The walking skeleton — our first end-to-end shippable slice — proves exactly one thing: a scale measurement travels from SFTP ingestion through stock computation, alarm evaluation, order generation, and ERP webhook in under 60 seconds. Everything else is a layer on top.
Sprint Planning: Elephant Carpaccio in Practice
We sliced the backlog using Elephant Carpaccio — the discipline of cutting features into thin vertical slices, each shippable in one day, each carrying a named learning hypothesis.
Sprint 1 (June 16–29): Walking Skeleton — prove the full pipeline works end-to-end with a single tenant and a single scale. No multi-tenancy, no device management UI, no migration. Just the happy path, fully observable, deployed to staging.
Sprint 2 (June 30–July 13): Device Management — an operations manager can onboard a new scale without engineering involvement.
Each sprint has a KPI gate. Sprint 1 doesn't close until probe_rls() passes, the 60-second SLA is measured over 100 simulator cycles, and zero measurements are lost. Numbers, not feelings.
AI-Assisted Development: What Actually Changed
The team is two Python engineers (implementation) and two domain architects (design + review). The AI layer — Claude Code with nWave agents — handles the heavy documentation drafting, architecture analysis, assumption scoring, and roadmap generation. Human architects steer, challenge, and sign off.
What surprised me: the biggest productivity gain wasn't in code generation. It was in decision traceability. Every architecture decision has a rationale, every assumption has evidence, every story has a job-to-be-done trace. In a traditional engagement, half that context lives in someone's head. Here it's in the repo, versioned, searchable, and ready for the next engineer who joins.
The pre-sprint setup used a 5-stage AI-assisted refinement pipeline: the agent generates a refinement file on any sprint doc edit, the team annotates it in Markdown comments, the agent revises based on comments, and stories don't flip to READY until all checklist items pass — and the AI never sets READY itself.

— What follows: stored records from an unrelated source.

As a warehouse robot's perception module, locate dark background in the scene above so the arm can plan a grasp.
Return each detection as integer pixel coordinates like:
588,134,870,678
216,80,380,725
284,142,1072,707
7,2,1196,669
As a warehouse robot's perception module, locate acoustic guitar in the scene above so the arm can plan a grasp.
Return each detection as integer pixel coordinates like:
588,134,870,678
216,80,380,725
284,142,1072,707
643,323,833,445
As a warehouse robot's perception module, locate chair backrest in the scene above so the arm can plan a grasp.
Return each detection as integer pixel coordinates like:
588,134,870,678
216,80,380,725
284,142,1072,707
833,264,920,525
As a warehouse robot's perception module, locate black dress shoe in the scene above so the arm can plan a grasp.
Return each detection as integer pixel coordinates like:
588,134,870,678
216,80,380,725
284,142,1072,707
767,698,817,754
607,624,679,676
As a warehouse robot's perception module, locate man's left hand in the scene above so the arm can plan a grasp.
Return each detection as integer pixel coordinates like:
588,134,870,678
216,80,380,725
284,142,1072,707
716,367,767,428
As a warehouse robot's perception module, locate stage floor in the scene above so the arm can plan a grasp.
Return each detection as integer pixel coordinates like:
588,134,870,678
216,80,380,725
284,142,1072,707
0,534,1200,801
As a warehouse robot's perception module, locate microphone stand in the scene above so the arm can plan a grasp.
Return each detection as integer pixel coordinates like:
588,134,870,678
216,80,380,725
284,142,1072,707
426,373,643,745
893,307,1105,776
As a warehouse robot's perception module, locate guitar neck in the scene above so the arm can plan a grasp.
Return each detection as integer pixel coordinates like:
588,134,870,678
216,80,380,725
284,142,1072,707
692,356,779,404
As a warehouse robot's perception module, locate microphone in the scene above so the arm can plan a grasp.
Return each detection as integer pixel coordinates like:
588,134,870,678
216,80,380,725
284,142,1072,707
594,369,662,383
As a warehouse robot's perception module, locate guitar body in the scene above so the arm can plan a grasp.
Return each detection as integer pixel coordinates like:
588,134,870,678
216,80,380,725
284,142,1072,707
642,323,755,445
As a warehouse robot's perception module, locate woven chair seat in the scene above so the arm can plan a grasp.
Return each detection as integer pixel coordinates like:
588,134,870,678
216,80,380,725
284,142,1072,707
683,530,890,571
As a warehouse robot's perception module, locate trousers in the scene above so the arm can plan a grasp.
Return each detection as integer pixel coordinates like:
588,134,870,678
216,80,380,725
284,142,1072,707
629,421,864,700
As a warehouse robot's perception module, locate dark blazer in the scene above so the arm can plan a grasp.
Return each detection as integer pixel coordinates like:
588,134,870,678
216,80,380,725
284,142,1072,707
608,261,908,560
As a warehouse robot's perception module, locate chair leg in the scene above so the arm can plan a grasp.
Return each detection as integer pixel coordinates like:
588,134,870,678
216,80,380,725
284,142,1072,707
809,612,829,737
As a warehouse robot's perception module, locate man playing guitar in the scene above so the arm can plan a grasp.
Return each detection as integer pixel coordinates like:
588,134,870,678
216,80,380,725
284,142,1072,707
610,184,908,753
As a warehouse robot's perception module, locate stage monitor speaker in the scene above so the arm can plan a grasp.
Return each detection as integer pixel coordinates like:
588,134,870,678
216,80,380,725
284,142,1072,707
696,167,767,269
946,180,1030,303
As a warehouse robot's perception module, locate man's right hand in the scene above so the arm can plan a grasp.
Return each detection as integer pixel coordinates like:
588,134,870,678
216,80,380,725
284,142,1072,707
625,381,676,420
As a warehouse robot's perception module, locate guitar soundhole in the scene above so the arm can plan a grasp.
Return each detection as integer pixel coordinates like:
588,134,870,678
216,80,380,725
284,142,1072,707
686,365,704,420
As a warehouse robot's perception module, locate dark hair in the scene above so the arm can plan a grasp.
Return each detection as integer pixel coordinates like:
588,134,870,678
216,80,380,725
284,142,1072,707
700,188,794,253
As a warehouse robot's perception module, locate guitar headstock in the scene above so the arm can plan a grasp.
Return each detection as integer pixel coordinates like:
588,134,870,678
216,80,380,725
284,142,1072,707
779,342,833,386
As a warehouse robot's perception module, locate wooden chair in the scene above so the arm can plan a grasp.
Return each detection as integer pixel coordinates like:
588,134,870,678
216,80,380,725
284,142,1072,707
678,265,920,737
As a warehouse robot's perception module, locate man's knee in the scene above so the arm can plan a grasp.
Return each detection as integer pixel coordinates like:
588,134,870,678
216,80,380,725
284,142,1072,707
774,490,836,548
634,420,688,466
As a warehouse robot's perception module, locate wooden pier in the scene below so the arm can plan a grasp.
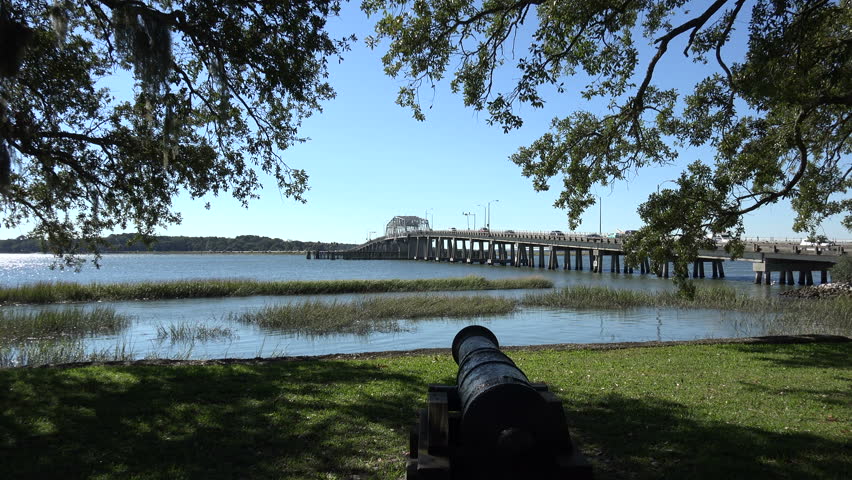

Human approval is always the gate.
What's Next
Kickoff is June 11. Sprint 1 starts June 16. The architecture is locked, the backlog is refined, the CI/CD reference is written, and two remaining blockers — ALM tool confirmation and API credentials — close at kickoff.
Go-live is 2027. Phase 1 migrates the highest-priority customers. Phase 2, contingent on legacy data access being granted, migrates the remaining.
The bet we're making: a boring, well-documented, rigorously tested modular monolith, built by a small team with strong AI tooling, will outdeliver a complex microservices architecture built by a large team without it. We'll know by Christmas.